Everything in markets, with only a few exceptions, are rising in value over time and therefore trended to time. The simplest method I found is to use link relative or first difference detrending, before calculating a correlation between assets.
I also updated it to include more assets, to use the latest Cryptocap indices like BTC .D/ETH.D/ TOTAL2 and the top 100 crypto index CIX100 . I improved the colour schemes, too
Included in the source code are some other ideas like the FRED:M1 and FRED:M2 (only on ), the Yuan/Yen/ EUR/USD , etc. There's lots of scope for correlating unrelated markets.

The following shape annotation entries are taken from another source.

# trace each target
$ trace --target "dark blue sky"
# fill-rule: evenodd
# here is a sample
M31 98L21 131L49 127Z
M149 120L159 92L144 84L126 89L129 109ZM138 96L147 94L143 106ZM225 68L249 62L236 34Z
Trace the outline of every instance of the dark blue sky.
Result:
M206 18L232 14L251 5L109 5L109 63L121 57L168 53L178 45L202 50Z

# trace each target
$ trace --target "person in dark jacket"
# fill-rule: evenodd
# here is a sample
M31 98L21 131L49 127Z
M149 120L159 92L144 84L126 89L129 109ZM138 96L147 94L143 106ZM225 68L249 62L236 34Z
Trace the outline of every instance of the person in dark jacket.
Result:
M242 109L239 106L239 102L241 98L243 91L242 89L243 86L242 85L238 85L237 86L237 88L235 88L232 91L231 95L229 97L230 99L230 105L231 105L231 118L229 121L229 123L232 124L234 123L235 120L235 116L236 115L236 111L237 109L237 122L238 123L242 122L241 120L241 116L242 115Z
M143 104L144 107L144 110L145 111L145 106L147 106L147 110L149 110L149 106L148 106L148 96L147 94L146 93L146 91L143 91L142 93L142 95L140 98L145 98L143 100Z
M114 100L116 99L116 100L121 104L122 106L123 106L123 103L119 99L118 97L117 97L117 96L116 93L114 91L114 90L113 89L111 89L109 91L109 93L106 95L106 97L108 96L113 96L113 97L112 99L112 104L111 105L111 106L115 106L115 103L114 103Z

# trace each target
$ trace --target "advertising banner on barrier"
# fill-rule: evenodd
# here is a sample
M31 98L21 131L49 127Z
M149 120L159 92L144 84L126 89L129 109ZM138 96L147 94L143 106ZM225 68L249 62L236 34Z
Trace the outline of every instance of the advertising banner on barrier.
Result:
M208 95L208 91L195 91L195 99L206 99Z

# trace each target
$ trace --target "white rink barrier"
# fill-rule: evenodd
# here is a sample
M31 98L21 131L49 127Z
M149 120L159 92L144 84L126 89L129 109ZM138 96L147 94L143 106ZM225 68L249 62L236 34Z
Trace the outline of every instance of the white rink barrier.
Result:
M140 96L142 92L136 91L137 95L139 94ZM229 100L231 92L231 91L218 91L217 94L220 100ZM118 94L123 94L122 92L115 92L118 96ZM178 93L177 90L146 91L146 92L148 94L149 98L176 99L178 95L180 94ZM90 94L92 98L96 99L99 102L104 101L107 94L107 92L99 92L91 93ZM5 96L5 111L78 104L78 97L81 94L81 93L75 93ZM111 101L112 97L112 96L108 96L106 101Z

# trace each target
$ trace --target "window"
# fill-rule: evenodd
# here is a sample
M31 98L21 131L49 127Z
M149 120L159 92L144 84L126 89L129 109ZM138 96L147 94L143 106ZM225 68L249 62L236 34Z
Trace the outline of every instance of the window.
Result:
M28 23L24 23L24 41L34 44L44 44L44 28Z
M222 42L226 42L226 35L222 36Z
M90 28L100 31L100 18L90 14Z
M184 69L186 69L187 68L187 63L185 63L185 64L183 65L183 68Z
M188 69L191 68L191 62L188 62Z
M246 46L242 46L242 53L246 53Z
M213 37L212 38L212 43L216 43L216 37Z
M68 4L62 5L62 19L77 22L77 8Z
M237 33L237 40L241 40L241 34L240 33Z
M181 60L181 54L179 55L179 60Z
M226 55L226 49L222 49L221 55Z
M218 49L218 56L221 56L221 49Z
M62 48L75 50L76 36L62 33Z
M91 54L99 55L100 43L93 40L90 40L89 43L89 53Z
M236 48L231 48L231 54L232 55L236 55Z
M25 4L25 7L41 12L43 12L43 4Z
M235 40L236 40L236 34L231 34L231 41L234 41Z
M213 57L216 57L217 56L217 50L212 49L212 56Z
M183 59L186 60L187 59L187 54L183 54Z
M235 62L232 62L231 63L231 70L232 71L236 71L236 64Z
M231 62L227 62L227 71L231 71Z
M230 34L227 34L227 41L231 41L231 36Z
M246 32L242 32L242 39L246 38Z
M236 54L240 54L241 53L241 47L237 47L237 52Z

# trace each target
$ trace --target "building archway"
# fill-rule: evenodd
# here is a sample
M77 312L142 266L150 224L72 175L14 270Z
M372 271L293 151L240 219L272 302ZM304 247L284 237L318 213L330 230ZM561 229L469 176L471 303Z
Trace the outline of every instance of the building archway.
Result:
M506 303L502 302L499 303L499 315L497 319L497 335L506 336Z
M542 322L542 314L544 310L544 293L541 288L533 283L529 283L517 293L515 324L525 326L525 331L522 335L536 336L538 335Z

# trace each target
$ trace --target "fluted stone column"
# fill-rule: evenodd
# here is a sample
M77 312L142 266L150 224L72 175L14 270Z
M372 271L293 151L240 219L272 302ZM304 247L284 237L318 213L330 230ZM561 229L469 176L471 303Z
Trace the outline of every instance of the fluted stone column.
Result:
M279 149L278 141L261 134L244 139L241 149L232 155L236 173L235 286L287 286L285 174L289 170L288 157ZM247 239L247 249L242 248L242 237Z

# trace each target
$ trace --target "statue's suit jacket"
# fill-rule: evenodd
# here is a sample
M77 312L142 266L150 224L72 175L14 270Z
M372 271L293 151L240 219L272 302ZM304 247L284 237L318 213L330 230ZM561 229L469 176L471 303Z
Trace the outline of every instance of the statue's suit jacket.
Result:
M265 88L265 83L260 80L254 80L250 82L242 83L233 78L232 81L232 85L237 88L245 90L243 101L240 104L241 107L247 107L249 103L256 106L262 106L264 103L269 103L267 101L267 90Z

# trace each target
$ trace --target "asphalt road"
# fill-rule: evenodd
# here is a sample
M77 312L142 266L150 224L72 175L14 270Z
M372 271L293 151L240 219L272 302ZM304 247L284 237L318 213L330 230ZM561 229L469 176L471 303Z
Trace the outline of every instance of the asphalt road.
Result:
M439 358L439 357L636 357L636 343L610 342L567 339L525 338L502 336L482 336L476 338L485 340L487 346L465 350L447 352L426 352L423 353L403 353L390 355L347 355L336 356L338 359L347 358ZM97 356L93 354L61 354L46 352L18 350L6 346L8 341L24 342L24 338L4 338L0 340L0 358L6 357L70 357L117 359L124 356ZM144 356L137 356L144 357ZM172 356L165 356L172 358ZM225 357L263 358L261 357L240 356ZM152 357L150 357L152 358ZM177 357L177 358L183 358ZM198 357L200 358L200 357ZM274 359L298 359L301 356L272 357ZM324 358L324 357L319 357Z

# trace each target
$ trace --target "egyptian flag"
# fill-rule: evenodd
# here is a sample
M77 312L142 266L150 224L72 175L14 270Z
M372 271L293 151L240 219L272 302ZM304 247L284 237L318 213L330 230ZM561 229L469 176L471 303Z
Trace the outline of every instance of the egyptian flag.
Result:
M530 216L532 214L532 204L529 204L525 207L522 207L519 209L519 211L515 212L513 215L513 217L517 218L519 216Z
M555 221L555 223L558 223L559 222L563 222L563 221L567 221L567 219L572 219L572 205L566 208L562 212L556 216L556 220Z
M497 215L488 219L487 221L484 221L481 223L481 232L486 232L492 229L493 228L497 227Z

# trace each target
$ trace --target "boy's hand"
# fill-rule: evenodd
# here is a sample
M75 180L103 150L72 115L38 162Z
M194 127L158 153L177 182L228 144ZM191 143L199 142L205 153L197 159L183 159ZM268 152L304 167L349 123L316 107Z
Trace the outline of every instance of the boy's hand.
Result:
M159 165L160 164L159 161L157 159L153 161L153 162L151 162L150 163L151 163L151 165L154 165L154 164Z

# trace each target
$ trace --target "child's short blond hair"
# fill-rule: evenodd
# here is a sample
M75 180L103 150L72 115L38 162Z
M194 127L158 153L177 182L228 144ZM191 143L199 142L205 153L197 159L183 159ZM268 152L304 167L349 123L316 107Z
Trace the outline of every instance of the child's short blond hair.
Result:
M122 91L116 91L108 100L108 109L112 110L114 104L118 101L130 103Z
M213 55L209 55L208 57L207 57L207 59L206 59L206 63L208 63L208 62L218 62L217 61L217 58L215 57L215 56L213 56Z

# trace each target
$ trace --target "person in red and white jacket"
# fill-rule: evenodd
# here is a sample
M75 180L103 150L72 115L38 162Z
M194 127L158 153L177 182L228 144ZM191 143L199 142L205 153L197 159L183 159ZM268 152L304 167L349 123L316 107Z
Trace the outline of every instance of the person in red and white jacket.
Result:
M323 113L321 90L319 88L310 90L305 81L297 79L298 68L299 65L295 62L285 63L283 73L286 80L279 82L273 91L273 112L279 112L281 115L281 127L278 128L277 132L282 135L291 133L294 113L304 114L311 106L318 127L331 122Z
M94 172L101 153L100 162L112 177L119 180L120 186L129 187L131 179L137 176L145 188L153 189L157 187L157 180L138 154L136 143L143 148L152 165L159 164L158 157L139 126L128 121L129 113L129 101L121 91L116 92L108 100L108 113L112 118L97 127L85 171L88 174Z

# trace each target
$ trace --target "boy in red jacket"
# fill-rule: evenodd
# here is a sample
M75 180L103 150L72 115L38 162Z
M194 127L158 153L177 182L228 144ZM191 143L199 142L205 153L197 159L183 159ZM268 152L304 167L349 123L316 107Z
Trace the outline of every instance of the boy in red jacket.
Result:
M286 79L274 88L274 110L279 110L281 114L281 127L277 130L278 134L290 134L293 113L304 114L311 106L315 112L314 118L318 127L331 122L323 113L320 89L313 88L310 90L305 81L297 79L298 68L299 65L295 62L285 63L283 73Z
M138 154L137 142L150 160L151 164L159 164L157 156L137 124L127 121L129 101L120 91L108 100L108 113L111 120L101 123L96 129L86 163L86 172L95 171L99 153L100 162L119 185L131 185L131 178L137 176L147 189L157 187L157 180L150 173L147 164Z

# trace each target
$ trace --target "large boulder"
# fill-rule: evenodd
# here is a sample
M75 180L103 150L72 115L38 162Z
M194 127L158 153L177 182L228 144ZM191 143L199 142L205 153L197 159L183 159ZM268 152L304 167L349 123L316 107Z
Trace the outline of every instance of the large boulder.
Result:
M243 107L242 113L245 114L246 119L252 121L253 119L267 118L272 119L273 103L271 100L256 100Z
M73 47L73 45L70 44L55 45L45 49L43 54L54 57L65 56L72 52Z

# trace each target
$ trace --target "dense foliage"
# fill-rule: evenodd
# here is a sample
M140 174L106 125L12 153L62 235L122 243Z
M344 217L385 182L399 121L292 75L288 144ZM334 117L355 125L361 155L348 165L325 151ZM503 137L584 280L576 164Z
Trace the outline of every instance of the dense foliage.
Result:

I'll keep updating it as I use it to find truly correlated assets. Some kind of signal line of known correlations, to subtract from the baseline fuzz of market activity.
Any improvements are most welcome; I'm a novice at best at statistics and build on others' work.
- changed the short title to be very short, for those of us using it with 2/4/8 chart layouts
- "Same as symbol" timeframe support
- min-max normalisation
- mean normalisation
- z-score normalisation (aka standardisation: mean over stdev)
- the differentials will choose first-difference then link relative if both are enabled
- the normalisations are mutually exclusive and the first one enabled will be the one used
- you can use 1 differential (normal, first difference, or link relative) and 1 normalisation (min-max, mean, or standardise) together
- different plot styles and transparency defaults for maximum visibility
Example use case was that I saw a drop in correlation between USDCNH and CNYUSD which provided a great signal to trade.
I recommend you exercise caution and try to understand the reason for using the different algorithms. Each differential and each normalisation has its own purpose and this is only a crude tool.
As always, this isn't financial advice, do your own research, etc etc.